今日本で、麻雀をやっている人はどれほどいるだろうか。

私が高校の頃、なぜか麻雀が大はやりで、授業をさぼっては級友の家や雀荘に入りびたり、チー、ポンやっている男子生徒も少なくなかった。

考えてみると、こぎたない高校生が一生懸命大人ぶって、卓を囲んでいたわけだが、このたび観た、アン・リー監督の映画『ラスト、コーション』でも、麻雀のシーンが豊富に出てくる。

ラスト、コーション

こちらはガサツな高校生とは違い、上海の上流夫人たちの牌を動かす仕草のなんと優雅なこと。
赤いマニュキアの指をしならせ、冗談をいっては笑いさざめきながらも、油断なく周囲の視線をめぐらす女たちの様子に、戦況下の不穏な空気も感じられる。

さてこの作品は、日本軍占領下の1940年ごろの上海、傀儡政権の特務機関の顔役イーと、彼の命を狙う抗日運動家の美しい工作員(いわゆるハニー・トラップ)ウォンの物語だ。

トニーそしてイー役は、あのトニー・レオン。

『恋する惑星』や『ブエノスアイレス』を観、煮えきらないヘタレ男でありながら、雨に濡れたノラ犬のようなたたずまいに、すっかりまいってしまったものだ。

そのヘタレ感は『インファナル・アフェア』でもいかんなく発揮されたが、今回は抗日運動家を容赦なく処罰する鬼のような役だ。

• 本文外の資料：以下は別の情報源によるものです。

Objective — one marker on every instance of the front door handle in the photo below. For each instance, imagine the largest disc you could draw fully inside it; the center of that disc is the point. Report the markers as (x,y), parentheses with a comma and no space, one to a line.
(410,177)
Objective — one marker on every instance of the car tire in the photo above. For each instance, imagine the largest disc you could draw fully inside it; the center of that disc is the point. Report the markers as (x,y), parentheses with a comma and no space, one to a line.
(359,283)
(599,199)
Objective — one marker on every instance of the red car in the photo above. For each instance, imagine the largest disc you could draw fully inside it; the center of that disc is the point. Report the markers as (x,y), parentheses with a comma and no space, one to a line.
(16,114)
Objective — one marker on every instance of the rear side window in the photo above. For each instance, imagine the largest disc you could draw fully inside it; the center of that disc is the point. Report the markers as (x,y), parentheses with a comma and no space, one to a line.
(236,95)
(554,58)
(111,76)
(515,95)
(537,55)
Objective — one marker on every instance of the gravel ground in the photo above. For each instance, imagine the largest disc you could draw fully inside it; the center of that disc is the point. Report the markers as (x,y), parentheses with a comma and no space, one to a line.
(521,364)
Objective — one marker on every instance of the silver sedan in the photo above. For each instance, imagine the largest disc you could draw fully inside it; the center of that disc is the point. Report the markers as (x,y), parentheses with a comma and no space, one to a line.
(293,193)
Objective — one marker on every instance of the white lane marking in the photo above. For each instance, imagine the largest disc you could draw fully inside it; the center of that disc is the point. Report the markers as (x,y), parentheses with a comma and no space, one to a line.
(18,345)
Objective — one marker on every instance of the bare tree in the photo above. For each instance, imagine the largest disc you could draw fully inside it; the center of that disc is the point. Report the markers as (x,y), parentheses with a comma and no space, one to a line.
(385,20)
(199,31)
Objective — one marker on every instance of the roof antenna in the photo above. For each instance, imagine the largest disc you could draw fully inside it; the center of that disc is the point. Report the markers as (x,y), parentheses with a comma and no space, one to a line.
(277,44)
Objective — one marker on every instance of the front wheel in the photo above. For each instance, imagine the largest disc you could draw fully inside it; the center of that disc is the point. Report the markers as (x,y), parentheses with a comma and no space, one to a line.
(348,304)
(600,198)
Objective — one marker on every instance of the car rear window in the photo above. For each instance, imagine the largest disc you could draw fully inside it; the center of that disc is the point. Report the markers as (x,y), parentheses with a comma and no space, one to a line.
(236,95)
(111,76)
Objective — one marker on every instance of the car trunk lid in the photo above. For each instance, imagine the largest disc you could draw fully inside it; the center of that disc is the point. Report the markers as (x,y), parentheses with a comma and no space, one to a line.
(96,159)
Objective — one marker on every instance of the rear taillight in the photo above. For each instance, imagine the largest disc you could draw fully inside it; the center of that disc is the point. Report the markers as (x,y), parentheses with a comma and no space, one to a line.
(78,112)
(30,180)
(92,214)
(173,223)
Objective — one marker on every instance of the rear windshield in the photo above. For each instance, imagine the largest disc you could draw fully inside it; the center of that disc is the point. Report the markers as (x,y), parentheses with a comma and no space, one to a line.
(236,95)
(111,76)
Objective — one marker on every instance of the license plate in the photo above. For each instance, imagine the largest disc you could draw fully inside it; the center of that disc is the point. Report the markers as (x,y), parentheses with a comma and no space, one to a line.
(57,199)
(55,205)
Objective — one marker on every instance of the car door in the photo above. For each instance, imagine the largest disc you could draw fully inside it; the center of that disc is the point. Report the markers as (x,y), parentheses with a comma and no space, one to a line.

そのせいか、この作品でのトニーは表情が硬く、緊張感で張り詰めている。

そして評判のセックスシーンであるが・・・・・。

・・・特筆するといえば、「この人たち体が柔らかいのね」ぐらいしか。

しかもぼかしが入っていたため、これは一体何を隠そうとしているのだろうか、今時ヘアを隠したりするのか・・・?
などついつい下賎なことを考えてしまうのであった。

そしてラスト、物語は、2人に本心を語らせぬまま終わりを迎える。

思うに、トニー・レオン扮するイーは、彼女が工作員であることに薄々気づいていたのではないか。

頭の良い男だから、アメリカが参戦し、やがて日本が敗北することは予想していたに違いない。

生き残って、死より辛い辱めを受けるより、愛欲に溺れながら美しい女工作員に殺されることを願っていたのではないだろうか・・・。

アン・リー監督の映画は、前作『ブロークバック・マウンテン』もそうだが、観た後、じわじわと心に沁みてくる。

今回も、しばらくは映像が頭の中をぐるぐる回りそうだ。